Afogada nos acontecimentos do dia a dia e limitada pela própria natureza do material de que é feita, a imprensa tradicional abandonou nas duas últimas décadas a prática das grandes reportagens, aquelas que ajudam o público a compreender melhor certos temas complexos.
Junto com a reforma que transformou jornais e revistas em coleções de notas curtas e relatos apressados, veio a perda da capacidade de oferecer reflexões de maior alcance e de refletir o pensamento de grandes camadas da população.
Enfim, a imprensa vem parecendo menos relevante por se tornar cada menos representativa da sociedade.
Eventualmente, mas ainda raramente, uma publicação se dispõe a penetrar em determinado tema e oferecer aos seus leitores algo mais do que o escândalo da semana ou declarações de seus personagens prediletos.
É o que faz nesta semana a revista Época com a reportagem sobre pesquisa realizada pela ONU com quinhentos mil brasileiros nos últimos seis meses.
O resultado é um mapa para compreender a visão da sociedade sobre seus próprios problemas e as expectativas da população a respeito das prioridades que deveriam ser dadas nas políticas públicas.
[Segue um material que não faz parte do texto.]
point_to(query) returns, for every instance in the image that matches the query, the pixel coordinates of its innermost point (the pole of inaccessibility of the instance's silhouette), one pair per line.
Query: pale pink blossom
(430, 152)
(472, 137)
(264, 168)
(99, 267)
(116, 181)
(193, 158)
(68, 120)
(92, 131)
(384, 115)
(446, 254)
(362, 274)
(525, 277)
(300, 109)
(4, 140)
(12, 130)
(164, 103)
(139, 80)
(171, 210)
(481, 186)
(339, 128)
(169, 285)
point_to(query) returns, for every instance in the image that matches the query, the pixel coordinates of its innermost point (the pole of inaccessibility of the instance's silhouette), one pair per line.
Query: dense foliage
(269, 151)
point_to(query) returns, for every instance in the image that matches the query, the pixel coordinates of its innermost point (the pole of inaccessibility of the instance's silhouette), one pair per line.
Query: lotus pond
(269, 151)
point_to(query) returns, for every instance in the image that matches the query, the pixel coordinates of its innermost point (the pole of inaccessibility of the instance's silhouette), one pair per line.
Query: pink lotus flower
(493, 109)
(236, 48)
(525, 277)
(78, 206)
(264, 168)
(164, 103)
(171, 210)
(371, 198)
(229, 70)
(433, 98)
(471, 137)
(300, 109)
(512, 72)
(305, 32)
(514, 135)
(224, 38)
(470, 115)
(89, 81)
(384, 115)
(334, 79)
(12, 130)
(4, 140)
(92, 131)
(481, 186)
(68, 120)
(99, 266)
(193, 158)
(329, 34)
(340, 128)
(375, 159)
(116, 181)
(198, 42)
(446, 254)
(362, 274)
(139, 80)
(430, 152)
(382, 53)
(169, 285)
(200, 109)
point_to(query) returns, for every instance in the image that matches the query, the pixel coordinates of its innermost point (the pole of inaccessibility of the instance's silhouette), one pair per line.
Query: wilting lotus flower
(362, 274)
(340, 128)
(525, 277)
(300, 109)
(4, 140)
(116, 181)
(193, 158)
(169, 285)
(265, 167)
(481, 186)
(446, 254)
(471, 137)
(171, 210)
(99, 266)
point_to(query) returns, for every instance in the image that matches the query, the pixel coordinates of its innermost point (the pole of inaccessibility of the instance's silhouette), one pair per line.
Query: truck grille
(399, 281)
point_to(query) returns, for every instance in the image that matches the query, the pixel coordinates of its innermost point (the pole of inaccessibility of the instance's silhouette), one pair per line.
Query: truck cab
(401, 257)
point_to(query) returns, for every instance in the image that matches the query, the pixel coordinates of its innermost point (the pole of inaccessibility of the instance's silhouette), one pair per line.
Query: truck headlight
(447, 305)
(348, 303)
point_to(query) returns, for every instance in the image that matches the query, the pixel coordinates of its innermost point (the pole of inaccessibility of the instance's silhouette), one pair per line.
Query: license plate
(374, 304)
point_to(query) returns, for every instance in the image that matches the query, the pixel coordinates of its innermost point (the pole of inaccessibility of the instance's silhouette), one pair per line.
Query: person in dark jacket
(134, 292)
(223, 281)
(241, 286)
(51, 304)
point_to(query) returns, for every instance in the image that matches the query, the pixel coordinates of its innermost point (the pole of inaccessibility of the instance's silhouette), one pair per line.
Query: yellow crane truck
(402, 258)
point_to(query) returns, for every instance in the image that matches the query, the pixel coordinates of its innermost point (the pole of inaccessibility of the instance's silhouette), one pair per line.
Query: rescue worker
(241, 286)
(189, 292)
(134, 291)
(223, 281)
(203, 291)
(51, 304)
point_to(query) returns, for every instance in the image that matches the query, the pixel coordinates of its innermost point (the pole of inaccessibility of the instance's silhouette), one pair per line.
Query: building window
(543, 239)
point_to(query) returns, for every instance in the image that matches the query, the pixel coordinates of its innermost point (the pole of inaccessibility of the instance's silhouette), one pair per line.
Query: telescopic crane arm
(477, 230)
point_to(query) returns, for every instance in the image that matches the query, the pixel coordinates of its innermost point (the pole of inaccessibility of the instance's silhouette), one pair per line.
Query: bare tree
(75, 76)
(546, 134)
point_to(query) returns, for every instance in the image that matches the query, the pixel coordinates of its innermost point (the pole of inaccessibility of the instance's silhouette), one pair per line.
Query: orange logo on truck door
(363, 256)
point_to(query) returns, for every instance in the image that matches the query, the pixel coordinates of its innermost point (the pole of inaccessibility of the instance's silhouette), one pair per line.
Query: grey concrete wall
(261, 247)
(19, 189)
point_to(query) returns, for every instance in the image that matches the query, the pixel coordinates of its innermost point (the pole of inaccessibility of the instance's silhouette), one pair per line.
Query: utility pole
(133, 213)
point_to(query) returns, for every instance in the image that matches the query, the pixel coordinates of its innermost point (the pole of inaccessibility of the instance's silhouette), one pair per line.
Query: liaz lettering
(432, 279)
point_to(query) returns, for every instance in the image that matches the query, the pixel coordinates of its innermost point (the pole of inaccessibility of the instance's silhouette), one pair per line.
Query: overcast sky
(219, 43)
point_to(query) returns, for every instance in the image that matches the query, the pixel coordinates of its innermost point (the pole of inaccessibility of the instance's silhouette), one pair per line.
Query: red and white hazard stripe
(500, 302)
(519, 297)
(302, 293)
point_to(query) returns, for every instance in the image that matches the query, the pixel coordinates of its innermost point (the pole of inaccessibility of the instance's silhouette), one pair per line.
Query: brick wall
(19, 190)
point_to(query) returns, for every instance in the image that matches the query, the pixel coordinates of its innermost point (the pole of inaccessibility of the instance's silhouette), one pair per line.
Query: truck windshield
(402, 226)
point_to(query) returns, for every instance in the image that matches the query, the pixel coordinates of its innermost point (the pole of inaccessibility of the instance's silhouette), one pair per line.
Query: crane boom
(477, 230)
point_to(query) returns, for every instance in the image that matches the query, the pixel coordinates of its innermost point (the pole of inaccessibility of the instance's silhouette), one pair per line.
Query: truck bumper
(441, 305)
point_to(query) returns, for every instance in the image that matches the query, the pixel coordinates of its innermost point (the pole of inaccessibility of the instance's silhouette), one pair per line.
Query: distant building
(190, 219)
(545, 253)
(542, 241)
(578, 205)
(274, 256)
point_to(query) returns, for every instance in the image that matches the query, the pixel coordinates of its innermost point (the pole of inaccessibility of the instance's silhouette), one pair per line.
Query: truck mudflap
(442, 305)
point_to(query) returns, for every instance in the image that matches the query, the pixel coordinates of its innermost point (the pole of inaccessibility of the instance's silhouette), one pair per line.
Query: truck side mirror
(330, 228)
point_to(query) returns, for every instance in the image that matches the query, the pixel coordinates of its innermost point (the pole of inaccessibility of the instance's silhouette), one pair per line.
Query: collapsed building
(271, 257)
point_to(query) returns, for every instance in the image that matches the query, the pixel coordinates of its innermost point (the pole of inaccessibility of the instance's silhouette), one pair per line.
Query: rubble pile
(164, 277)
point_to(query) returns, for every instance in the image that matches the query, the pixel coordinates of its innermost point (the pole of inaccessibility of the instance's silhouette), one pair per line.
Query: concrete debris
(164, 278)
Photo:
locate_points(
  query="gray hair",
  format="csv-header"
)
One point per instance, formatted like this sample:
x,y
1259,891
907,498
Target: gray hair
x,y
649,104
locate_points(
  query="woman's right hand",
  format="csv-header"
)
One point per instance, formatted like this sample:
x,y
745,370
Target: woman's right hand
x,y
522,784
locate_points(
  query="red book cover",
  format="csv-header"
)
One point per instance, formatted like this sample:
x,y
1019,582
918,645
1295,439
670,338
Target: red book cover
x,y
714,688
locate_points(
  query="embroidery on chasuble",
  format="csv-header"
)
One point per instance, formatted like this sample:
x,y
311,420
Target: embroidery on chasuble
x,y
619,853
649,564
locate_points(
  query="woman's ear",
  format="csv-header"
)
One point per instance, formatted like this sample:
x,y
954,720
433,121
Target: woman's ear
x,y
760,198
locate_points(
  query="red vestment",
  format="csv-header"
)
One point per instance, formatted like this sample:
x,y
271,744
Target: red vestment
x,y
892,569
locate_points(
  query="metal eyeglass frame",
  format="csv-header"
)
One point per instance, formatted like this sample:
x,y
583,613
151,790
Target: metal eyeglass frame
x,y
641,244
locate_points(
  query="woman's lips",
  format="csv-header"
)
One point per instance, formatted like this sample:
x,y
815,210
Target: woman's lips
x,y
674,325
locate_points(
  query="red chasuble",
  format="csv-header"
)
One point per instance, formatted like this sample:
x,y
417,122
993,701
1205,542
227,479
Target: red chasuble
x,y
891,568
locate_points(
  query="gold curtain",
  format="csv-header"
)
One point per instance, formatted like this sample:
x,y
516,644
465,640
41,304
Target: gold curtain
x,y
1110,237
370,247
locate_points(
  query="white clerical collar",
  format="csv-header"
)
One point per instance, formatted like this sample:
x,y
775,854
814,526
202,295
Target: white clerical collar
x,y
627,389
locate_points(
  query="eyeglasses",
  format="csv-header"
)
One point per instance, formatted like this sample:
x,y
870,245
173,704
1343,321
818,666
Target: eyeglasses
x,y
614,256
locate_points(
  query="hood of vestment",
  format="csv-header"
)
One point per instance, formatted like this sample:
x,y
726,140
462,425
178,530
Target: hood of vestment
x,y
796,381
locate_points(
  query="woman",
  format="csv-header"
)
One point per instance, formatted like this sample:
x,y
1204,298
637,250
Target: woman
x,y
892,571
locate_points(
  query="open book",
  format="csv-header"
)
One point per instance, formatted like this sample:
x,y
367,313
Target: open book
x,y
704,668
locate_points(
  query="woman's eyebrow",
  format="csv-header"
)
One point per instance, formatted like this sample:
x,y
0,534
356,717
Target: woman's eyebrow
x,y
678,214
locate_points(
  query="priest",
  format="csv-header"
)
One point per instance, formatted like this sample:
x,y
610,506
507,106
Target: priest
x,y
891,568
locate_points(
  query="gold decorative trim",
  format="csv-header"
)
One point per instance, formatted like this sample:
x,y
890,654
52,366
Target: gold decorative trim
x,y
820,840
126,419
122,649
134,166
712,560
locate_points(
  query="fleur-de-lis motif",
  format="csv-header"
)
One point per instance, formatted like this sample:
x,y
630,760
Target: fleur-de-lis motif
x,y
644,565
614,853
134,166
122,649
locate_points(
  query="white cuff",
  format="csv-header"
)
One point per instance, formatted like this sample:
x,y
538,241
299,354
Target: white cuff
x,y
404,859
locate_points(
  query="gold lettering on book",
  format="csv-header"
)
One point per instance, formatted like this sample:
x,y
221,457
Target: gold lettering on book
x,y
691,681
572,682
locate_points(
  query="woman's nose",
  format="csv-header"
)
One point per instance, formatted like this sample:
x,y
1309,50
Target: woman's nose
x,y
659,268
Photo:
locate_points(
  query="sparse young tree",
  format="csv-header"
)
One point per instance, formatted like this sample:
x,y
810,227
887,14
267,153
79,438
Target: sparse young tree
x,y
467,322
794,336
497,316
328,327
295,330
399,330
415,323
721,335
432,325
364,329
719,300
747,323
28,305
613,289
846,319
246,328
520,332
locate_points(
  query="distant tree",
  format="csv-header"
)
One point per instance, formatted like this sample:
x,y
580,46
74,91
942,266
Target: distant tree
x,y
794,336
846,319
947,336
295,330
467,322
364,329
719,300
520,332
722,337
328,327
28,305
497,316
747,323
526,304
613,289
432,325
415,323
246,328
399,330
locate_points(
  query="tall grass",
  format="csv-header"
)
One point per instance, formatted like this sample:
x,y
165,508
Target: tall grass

A reportagem é importante não apenas pelas respostas, que apontam a preocupação dos brasileiros com a construção de uma sociedade mais justa e ética, mas por chamar a atenção para o erro que significa avaliar o desenvolvimento de um país apenas pela evolução do seu Produto Interno Bruto.
Ao contrário do que normalmente se revela nas consultas apressadas à opinião pública, nas quais aparecem com mais destaque os problemas circunstanciais, a pesquisa da ONU ressalta que os brasileiros se preocupam em primeiro lugar com a educação e apontam como causas das mazelas nacionais a falta de valores, a corrupção e a desigualdade.
Está aí um ponto de partida interessante para uma nova agenda nacional, que poderia ser assumida pela imprensa: em vez de dar tanta importância às picuinhas da política, aos escândalos do dia e a indicadores isolados de desenvolvimento, bem que se poderia propor uma pauta mais ambiciosa, da qual pudessem resultar reportagens sobre os problemas reais do País e as reformas estruturais que podem conduzir a soluções.
Quando quer, a imprensa pode entender o Brasil.